How can we reconcile the badass with the buzzcut in the picture directly above with the smiling, hoodie-wearing Opie Taylor-lookalike in the earlier pictures? Answer: we don’t have to. Obviously, Brammo needed to show the serious, scowling Aaron in order to assure buyers and investors that its lead engineer was … well, serious.
They certainly did not want to show these pictures:Vodpod videos no longer available.
(Thanks to Robin, Aaron’s little sister, and to their mom, for these wonderful family photos!) From Robin: “Aaron has always been innovative and funny. He would creatively booby trap the water hose so when someone turned it on, water would squirt them in the face.”
Aaron Becomes a Badger
Aaron went to the University of Wisconsin and majored in Mechanical Engineering. One of his greatest achievements while he was there was winning the Tong Prototype Prize in 2003. From the UW Website:
Full Suspension Bicycle Frame, the AB-1
Full Suspension Bicycle Frame, the AB-1: a bicycle frame with a shock-absorbing system for the rear wheel. The design improves comfort, safety and handling for high-end mountain racing bikes.
“I learned tons about the manufacturing, machining, welding, materials and the cost of making a bicycle,” says Aaron Bland, who received a $400 Tong grant to help him build his mountain bike prototype. “I realized how much fun it is to build inventions, and that it makes the engineering worthwhile. The Tong loan helped me fund the project; without it, my prototype would have been difficult to afford” — Aaron Bland, $2,500 Tong winner
Aaron at Brammo
Brian Wismann, Lead Designer at Brammo, took time out of his busy day searching for Obama contacts, to write this tribute about Aaron:
Aaron is the young and extremely gifted mechanical design engineer
that has led the engineering on or personally engineered nearly every
mechanical component on the Enertia. As equally as Craig and I get
credit for the concept and idea of the Enertia, Aaron deserves credit
for the physical manifestation of that idea. He was the first person
in the company to start full-time work on the project, and has
maintained a greater than 100% commitment to it ever since. Aaron’s
background in downhill racing mountain bikes, successful projects to
improve the Brammo built Ariel Atom, and a passion for motorcycles
made him an obvious choice to lead the Engineering effort on the
Enertia.

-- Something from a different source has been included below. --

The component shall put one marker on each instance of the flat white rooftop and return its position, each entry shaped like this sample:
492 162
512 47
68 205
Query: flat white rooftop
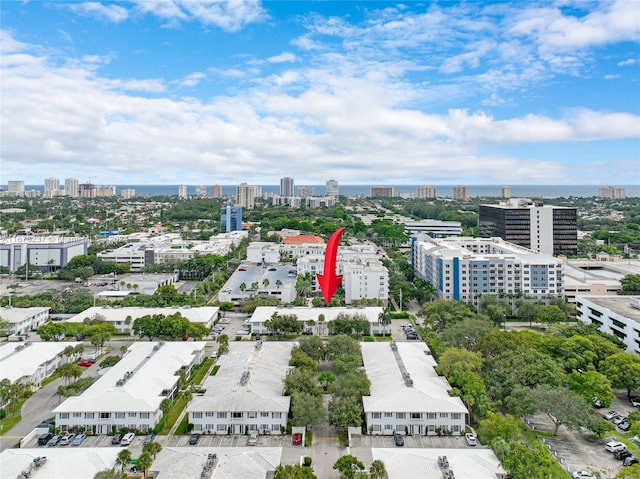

For those that have met Aaron, many would agree that were
there a “nicest person in the world” award, his sunny disposition and
good nature would make him a leading candidate.

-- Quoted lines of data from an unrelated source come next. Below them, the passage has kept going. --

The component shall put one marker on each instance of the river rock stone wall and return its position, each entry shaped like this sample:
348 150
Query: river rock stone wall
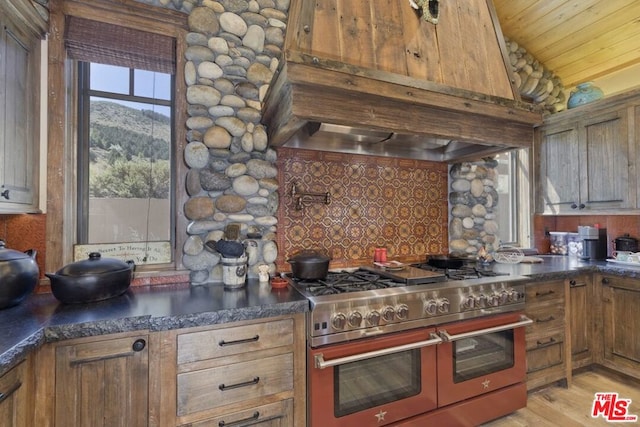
473 201
233 50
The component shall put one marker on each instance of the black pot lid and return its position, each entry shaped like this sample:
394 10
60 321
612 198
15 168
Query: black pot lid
626 238
10 254
95 264
310 256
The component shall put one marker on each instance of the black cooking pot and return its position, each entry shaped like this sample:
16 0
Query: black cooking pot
18 275
90 280
309 265
447 261
626 243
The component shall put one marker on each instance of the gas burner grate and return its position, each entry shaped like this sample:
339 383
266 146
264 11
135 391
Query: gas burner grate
464 273
346 281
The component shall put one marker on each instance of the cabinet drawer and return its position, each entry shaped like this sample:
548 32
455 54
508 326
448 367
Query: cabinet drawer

Aaron also led the mechanical engineering efforts on the Brammo TTR
that raced at the Isle of Man this year.
His value to the company is immense and even better… He’s just
getting warmed up!
Aaron the Roadie
Aaron’s talents as an engineer have come in handy as the ShockingBarack tour made its way from Detroit to D.C. In Aurora, Ohio, one of the bikes had an issue with an overheated controller. They were able to get a new one over-nighted, and Aaron installed it. As Brian said in the video, below, “What if I buy an Enertia, and I don’t have an Aaron Bland to repair my bike?” The answer, of course, was that Brammo is partnered with Best Buy, and their trained technicians will provide service.

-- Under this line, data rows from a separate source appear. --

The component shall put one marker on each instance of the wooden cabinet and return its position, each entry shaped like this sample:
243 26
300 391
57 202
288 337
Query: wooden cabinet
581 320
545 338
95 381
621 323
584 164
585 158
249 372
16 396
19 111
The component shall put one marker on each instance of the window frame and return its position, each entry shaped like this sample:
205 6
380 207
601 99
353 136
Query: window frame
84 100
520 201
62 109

Aaron has, thus far, been the focus of videos for the ShockingBarack crew, filled with his observations and insights into the mission.
-Aaron Reflects, Vol 1.
– Aaron Reflects, Vol 2.
From Volume 2: “We put thousands and thousands of miles on our engineering test bikes . . . to prepare the bikes to be well-suited for the urban environment we wanted them to be used in. But nothing would have prepared us for this kind of a cross country trip. The great thing is, we’ve been driving them every single day, charge after charge, mile after mile, through the rain, the cold, the street grime, the potholes, and it’s been awesome. We’re really happy that we’ve been able to under-promise and over-deliver with these bikes.”
So there you have it: the takeaway is that Brammo seems to have snagged yet another gifted, creative, and visionary employee to help it attain its goals.